I experimented with voice search a while back with my Google Voice Search-O-Matic project, but being able to do something similar with a Pi opened up a whole range of new possibilities. I had a project in mind straightaway, to convert a now-obsolete piece of tech to work with this new service. I began by looking through the Amazon Alexa documentation on GitHub, and my first reaction was that it seemed like an awful lot of complicated hoops to jump through!
The first stage is to register for an Amazon Developer account, then set up a device profile on the Amazon website - this process provides you with the security codes and ID numbers that are passed from your project to the Alexa service. I found it easiest to set this up on my laptop and drop all the codes into a self-addressed email so that I could later retrieve them on the Pi via Claws Mail - the IDs are very long strings of characters and you definitely don't want to be typing them in manually!
At this point I looked a bit more closely into the Amazon instructions and found that my excitement may have been a bit premature - the official instructions do get Alexa workiing on the Pi, but they're based on having a network cable and monitor attached, activating the voice search by clicking a software button on screen. This wasn't really the code I was looking for - I was interested in building a standalone wireless enabled "headless" device, with no monitor and some kind of hardware switch to activate the voice search. After a bit of searching around I came across Sam Machin's excellent AlexaPi code on GitHub. This seemed a lot simpler than the published Amazon version, and was written in Python, so felt much more accessible. After a few evenings of fiddling and a dig through the Open & Closed Issues on GitHub I got it working on my Raspberry Pi 3, using a hardware push-button to get Alexa to "Listen Up!", an old ipod dock to play back the sound and a near-obsolete USB VOIP Phone (kindly donated by my Mother-in-law) to capture the sound.
Step 2: Getting the Pi Alexa-ready
I won't go into all the detail of the code here as it's well documented on GitHub and seems (from all the Watch notifications I get) to be in active development so may change often. With it working on my Pi 3 I had the idea to build the AlexaPhone in parallel with my original project, starting from scratch with my Pi 2 (unfortunately meaning no RetroPie temporarily). Having set it up once already I managed to complete the Pi & code configuration in a single evening - this is the process I followed:
First I set up a new device called AlexaPhone on the Amazon website, following the process in Section 3.4 of the ReadMe. The only change needed to support the AlexaPi code was to replace amazon's suggested https://localhost:3000 with https://localhost:5000 in the "Web Settings" section of the Security Profile. We'll come back to the web settings a bit later on. With the device set up I sent myself all the codes by email and turned my attention to the Pi.

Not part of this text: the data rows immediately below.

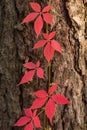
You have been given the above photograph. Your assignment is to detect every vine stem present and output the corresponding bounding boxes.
[44,0,52,130]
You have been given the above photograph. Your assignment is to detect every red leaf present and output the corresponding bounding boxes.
[14,116,30,126]
[31,98,47,109]
[19,70,35,85]
[42,33,49,39]
[49,84,58,95]
[34,16,43,37]
[42,5,52,12]
[24,108,32,118]
[33,40,47,49]
[43,13,54,24]
[44,42,54,62]
[34,90,48,98]
[24,122,33,130]
[34,116,42,128]
[33,110,37,117]
[45,99,56,123]
[49,31,56,39]
[23,62,35,69]
[30,2,41,12]
[51,40,62,53]
[52,94,70,104]
[36,60,40,68]
[22,13,38,24]
[37,67,44,78]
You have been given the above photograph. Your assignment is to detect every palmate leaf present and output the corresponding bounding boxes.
[36,60,40,67]
[22,2,54,37]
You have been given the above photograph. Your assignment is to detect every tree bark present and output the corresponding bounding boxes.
[0,0,86,130]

I started by downloading & writing a fresh installation of Raspbian to an 8gb SD card - you could also use NOOBS, this worked for me on the Pi 3. With a monitor & network cable attached I did the following after the first boot:
- Expand the filesystem (open a terminal session, type raspi-config, select option 1)
- Still in raspi-config set the Audio to force 3.5mm output instead of HDMI (Advanced Options - Audio)

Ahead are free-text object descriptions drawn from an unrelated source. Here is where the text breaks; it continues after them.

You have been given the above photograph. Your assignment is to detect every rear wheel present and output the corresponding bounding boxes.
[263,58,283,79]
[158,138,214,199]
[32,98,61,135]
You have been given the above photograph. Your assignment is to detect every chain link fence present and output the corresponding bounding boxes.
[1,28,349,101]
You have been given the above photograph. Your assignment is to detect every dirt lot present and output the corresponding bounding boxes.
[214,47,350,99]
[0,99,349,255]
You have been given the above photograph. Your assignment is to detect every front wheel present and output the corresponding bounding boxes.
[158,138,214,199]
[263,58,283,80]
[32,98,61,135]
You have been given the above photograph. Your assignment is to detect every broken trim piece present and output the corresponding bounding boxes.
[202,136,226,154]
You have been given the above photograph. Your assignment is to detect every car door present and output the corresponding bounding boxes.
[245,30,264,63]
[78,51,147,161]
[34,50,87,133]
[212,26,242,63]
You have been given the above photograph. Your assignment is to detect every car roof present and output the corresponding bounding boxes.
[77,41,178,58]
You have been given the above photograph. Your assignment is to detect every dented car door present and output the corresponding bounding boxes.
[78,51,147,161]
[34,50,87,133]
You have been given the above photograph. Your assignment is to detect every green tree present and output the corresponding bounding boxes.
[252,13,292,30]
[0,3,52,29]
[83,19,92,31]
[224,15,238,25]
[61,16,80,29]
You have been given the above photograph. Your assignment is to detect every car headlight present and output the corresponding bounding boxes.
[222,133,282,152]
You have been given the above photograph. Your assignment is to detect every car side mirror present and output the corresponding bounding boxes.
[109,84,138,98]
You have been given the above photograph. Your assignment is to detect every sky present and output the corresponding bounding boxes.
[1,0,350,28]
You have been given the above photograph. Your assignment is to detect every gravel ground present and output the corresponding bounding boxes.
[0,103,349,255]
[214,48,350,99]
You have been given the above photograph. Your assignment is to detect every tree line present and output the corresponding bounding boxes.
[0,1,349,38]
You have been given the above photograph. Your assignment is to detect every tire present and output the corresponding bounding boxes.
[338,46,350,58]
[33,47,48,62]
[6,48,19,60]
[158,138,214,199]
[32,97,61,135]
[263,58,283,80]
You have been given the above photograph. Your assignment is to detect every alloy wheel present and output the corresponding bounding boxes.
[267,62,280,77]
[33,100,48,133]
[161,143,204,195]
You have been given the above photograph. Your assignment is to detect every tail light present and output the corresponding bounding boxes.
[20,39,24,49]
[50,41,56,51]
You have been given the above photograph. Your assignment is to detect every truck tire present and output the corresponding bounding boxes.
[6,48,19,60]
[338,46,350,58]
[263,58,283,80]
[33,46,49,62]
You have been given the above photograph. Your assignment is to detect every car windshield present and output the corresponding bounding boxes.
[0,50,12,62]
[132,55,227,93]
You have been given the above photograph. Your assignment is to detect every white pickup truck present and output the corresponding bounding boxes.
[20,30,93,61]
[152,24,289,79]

- Still in raspi-config change the Hostname to AlexaPhone - if you have multiple Pis on the wireless network this makes it easier to tell them apart
- Still in the terminal type lsusb - listing the USB devices to make sure the USB phone was detected
- From the desktop set up the Microphone level to maximum (Preferences > Audio Device Settings)

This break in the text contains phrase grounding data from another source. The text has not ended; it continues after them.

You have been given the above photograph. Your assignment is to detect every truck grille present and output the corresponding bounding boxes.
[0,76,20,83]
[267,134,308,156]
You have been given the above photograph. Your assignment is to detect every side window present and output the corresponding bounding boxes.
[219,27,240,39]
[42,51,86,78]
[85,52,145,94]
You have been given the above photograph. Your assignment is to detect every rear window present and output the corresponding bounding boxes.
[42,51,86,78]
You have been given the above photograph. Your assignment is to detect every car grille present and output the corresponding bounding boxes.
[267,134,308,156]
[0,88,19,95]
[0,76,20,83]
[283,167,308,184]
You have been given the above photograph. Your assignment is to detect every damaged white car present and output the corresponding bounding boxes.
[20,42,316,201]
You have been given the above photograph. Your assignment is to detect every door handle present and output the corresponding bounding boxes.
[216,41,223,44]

- From the desktop set up the WiFi by clicking on the network icon in the taskbar
From here I rebooted the Pi and then switched back to the laptop temporarily to...
- Log into the WiFi router and set the Pi to have a "Reserved IP Address" - the MAC address of the Pi's WiFi adaptor should be obvious in your router's list of Attached Devices, especially if you changed the hostname.
- Make a note of the Pi's IP address, log back into the Amazon website and add two new lines to the Web Settings of the Security Profile, so that in Allowed Origins there's one line that says https://localhost:5000 and below it a new one that says https://YourPiIpAddress:5000. The same for Allowed Return URLs so there's https://localhost:5000/authresponse and https://YourPiIpAddress:5000/authresponse showing.
Now to set up the AlexaPi code! I followed the instructions from GitHub which were well-written, I'll just add my personal experiences:
- Make sure you're logged in as root (sudo su in terminal) before you do the Git Clone bit
- Make sure you're in the Root folder before you do the Git Clone bit (cd /root/ in terminal)
- After the Git Clone bit is done you'll need to edit the file setup.sh if want to use wi-fi - switch to the AlexaPi directory (cd AlexaPi) then manually edit (sudo nano setup.sh) the file - replacing ip=ifconfig eth0 with ip=ifconfig wlan0
- Now you can run setup.sh, which prompts you for all the long codes that were generated on the Amazon website while setting up the device profile. I found it easiest to copy & paste these from Claws Mail.
- For me the setup.sh script gave an error at the end, though it may well work fine for you - all I needed to do was manually edit the creds.py file in the AlexaPi folder, pasting in the security IDs again.
- From here I manually ran auth_web.py (sudo python auth_web.py), then opened a web browser window and typed https://localhost:5000 - this brought up an Amazon login page to complete the process
I'm not certain that all 100% of the processes above were necessary, but that was what worked for me. After a reboot the AlexaPi service started automatically when the Pi booted, making me jump when it gave its "Hello" greeting.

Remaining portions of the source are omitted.